So I need to identify certain cells by the value they contain, then take the next cell over from that and bring it into worksheet2 in a specific place. To make things trickier, I actually have to evaluate two cell values, and when the two values match certain criteria, then take the third cell in that row and use it in the reformatted worksheet.

For example, on the first dataset worksheet one might be:

A1: "Area D"      B1: "1234ha"      C1: "protected"   D1: "1970"
A2: "Area B"      B2: "1876ha"      C2: "unprotected" D2: "1986"
A3: "Area C"      B3: "654ha"       C3: "protected"   D3: "1965"
A4: "Area B"      B4: "5556ha"      C4: "protected"   D4: "2011"

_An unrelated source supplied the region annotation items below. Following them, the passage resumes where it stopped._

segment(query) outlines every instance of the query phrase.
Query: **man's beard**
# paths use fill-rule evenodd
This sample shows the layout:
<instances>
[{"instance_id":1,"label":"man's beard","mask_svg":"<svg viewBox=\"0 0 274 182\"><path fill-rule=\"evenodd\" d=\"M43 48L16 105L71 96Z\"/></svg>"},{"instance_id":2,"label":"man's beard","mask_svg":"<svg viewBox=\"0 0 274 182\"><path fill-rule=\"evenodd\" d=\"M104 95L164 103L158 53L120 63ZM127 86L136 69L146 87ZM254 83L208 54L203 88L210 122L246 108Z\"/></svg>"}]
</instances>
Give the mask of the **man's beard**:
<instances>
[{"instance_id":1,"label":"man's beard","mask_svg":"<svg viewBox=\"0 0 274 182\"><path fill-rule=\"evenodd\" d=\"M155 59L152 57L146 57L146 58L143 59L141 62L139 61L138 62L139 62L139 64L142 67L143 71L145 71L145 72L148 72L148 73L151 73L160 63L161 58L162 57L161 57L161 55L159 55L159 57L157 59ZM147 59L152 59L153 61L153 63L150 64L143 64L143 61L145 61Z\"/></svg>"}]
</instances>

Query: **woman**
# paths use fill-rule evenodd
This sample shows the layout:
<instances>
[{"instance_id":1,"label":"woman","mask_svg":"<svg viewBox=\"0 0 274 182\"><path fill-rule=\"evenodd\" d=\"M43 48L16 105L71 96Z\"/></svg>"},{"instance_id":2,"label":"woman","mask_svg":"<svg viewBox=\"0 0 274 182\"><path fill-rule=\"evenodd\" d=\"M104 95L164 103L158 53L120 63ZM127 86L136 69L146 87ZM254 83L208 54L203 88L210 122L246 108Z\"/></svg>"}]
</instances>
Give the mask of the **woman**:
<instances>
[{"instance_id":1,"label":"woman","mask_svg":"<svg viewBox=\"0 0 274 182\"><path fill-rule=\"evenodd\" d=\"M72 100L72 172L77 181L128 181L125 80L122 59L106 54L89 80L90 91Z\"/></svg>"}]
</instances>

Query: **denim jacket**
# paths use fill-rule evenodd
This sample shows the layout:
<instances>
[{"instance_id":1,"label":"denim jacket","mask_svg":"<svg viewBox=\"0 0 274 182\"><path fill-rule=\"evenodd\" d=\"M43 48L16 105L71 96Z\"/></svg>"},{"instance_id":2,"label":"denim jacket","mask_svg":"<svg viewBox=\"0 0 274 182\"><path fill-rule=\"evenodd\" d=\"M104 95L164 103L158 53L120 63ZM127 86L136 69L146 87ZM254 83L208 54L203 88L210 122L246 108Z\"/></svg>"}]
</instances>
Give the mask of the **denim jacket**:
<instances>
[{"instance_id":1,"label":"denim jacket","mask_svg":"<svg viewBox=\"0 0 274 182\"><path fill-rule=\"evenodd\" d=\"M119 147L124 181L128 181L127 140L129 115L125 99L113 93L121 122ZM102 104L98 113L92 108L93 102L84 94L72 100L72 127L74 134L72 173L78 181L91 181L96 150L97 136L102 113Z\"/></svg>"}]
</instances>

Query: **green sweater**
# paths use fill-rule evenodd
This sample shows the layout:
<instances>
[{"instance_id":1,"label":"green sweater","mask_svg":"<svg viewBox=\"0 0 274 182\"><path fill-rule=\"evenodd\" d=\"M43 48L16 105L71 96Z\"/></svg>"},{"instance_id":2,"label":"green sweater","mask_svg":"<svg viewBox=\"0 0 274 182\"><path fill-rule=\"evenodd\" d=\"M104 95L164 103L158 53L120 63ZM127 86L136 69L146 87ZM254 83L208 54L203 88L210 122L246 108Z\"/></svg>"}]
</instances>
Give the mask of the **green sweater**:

I need the reformatted sheet, regardless of the input schema, to be:

A1: "Area B"      B1: "protected"   C1: "2011"        D1: "5556ha"
A2: "Area B"      B2: "unprotected" C2: "1986"        D2: "1876ha"
A3: "Area C"      B3: "protected"   C3: "1965"        D3: "654ha"
A4: "Area D"      B4: "protected"   C4: "2011"        D4: "1234ha"

or

The second dataset connected to might be:

A1: "2652ha"      B1: "protected"   C1: "Area A"      D1: "1970"
A2: "767ha"       B2: "protected"   C2: "Area E"      D2: "1966"

I need the reformatted sheet, regardless of the input schema, to be:

A1: "Area A"      B1: "protected"   C1: "1970"        D1: "2652ha"
A2: "Area E"      B2: "protected"   C2: "1966"        D1: "767ha"

So in this example I have to identify when "Area B" is valid but then sort out "protected" vs. "unprotected" and apply the proper area cell ("5556ha" or "1876ha") to that row in the reformatted worksheet.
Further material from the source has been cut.